BASSETT:  This was just perfect.  I just got a call to come in and meet Ryan.  I watched every single episode, but to hear him talk about it, and knowing who would be joining the cast, and that it would be shot in New Orleans, which is one of my favorite cities – for the music, the food, the character and their love of death – and people from different strata live within 10 to 15 minutes of each other, it’s just very unique.  There is such a history of that town, with free people of color, slaves, whites and Haitians.  That I would be able to be in a city that I love, working with artists that I love, that obviously write for women, and to be able also to come home and not neglect my family for six months straight, it had everything going for it, as far as I was concerned. 

How is it to be able to work with such a group of people, at this level of talent?
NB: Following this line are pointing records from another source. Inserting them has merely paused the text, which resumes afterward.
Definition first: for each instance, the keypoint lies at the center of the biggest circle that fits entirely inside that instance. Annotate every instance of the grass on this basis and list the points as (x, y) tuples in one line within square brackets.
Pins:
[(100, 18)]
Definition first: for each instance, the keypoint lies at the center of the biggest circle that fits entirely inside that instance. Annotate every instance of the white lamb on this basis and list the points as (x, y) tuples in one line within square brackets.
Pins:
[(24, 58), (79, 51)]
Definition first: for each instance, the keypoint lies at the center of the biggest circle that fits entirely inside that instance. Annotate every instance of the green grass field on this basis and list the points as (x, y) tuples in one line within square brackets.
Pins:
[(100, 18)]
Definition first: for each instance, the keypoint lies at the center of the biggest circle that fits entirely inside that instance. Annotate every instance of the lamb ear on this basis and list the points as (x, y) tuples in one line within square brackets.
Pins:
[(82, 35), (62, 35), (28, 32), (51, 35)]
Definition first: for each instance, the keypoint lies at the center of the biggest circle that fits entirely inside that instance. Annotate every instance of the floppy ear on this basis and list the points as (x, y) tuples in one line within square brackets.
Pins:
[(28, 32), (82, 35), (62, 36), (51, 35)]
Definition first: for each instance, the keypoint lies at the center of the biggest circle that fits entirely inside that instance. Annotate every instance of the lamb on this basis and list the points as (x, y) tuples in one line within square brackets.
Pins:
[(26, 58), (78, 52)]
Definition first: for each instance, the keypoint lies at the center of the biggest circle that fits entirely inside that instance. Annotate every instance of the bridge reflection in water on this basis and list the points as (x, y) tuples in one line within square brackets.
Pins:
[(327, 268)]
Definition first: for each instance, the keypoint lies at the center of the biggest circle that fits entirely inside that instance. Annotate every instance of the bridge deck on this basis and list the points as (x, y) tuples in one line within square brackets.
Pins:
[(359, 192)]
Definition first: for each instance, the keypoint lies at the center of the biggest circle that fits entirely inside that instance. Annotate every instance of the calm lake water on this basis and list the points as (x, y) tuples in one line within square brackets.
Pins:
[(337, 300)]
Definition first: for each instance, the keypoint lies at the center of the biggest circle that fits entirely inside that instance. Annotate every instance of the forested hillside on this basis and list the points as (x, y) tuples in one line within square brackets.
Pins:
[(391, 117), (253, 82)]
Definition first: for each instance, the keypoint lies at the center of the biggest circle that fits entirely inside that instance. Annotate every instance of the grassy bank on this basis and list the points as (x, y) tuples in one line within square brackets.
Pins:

BATES:  It really raises your game.  It’s something almost unconscious that, when you get out there, you know who you are going to be with, even if you are not in the same scene with somebody, and you just want to bring your triple-A game and work at the highest level that you can do.  You want to push yourself.  And we have a wonderful director who is going to be down there all season, Alfonso Gomez-Rejon.  He’s a magnificent director, and he’s got such an amazing eye.  That’s what I loved about some of what I saw last season.  It’s just something that you don’t see on television.  He likes high, wide shots.  He really has that artist’s eye to create a painting.  I can’t wait to see it.

American Horror Story: Coven premieres on FX in October.